Nigeria Should Copy Abu Dhabi’s HUB71 Innovation Initiative

By Nnamdi Odumody

The Emirate of Abu Dhabi has launched ‘’Hub71’’, a 520 million AE Dirham ($142million) initiative by His Highness Sheikh Khalid Bin Mohammed Bin Zayed Al Nahyan, a member of the Abu Dhabi Executive Council and Chairman of the Executive Committee. Also, a 535 million AE Dirham ($146million) fund will invest in technology businesses established in Hub71, bringing the total government investment in the Abu Dhabi tech sector to 1 billion AE Dirham.

Hub 71 was established by the Abu Dhabi government to transform it from its hydrocarbon economic dependent status to a destination of technology innovation, in collaboration with global technology giants like Microsoft and IBM. It is a key initiative of Ghadan 21, the government economic accelerator programme in line with the UAE Vision 2021.
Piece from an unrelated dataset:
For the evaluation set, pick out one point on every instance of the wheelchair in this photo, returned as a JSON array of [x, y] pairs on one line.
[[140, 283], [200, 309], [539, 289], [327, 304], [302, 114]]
’’Innovation, research, science and technology will form the pillars of a knowledge based, highly productive and competitive economy driven by entrepreneurs in a business friendly environment where public and private sector form effective partnerships. We want all Emiratis to make a valuable contribution to their nation’s growth by building their knowledge and applying their talent with innovation and drive’’ outlined by Sheikh Mohammed Bin Rashid Al Maktoum, Prime Minister of the UAE and Emir of Dubai.

The plan is to make the United Arab Emirates, the most innovative Arab country, with an estimated investment of 14 billion AE Dirhams in Innovation, 7 billion of which is allocated for Research and Development, to become an innovation-driven economic power like the Asian Tigers, Switzerland, Sweden, Denmark, and Germany.
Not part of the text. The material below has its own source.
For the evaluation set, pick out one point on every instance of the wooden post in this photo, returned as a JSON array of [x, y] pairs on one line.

From April 28th 2019, the 535 million AE Dirham fund will co-invest with VCs in Hub71-based tech startups through a government matching scheme, as well as, invest in first-time fund managers to support their establishments and growth in the Emirate.  Hub 71 will also offer fully subsidized housing, office space and health insurance for seed stage tech companies, while 50 percent subsidy packages will be available for more established tech ventures.
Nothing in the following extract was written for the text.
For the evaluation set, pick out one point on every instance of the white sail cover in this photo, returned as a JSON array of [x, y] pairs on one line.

The three pillars which will ensure the success of Abu Dhabi’s tech ecosystem – capital, business enablers and strategic partnerships – will come together in a triple helix courtesy of Hub71. Its partners include Mubadala Investment Company, Microsoft and Softbank Vision Fund, and will work with the Abu Dhabi Global Market on the initiative.

Abu Dhabi currently offers a two-year startup license for $700 which includes visa for up to four employees and has no office space requirements. In Africa, with the exception of Rwanda and Mauritius, there are no state-led initiatives to boost technology innovation in their economies with incentives to attract entrepreneurial talent from across the globe.

Nigeria, an oil rich country like the UAE, has lessons to learn in economic diversification through investment in creating an innovation ecosystem. A roadmap had already been shared by Tekedia on possible way forward.

To create such enablers in Nigeria, I propose the following specifically for the VC sector:

  • Government should offer new VC (venture capital) firms in Nigeria a ten year tax incentive on profits if they have asset base of at least $50 million and will deploy the capital in Nigerian startups within 10 years.

  • Offer new VC firms in Nigeria the opportunity to repatriate 100% of profit within ten years. That will help the country to attract foreign investors to make Nigeria home.

  • If we have this type of incentive, we will see many VC funds making Nigeria home to explore opportunities in Nigeria and continental Africa. That influx of capital will have many multiples of benefits to our economy, our people, and the Nigerian technology space. Most especially our tech firms will stay home.

    Yes, we have a tax problem but the VC industry is not going to fix that for us since it is not one of the areas where we have been unable to appropriately collect taxes. There is no tax avoidance in the sector because none exists at the moment in the VC sector. The goal of this incentive is to explore how to deepen our capabilities to ensure that future companies are created in Nigeria. Our Vice President has been working on improving the business ecosystem in Nigeria; making it easier for startups to receive capital would go a long way. A new tax regime for investors, especially at the early stages, would be strategic for the nation.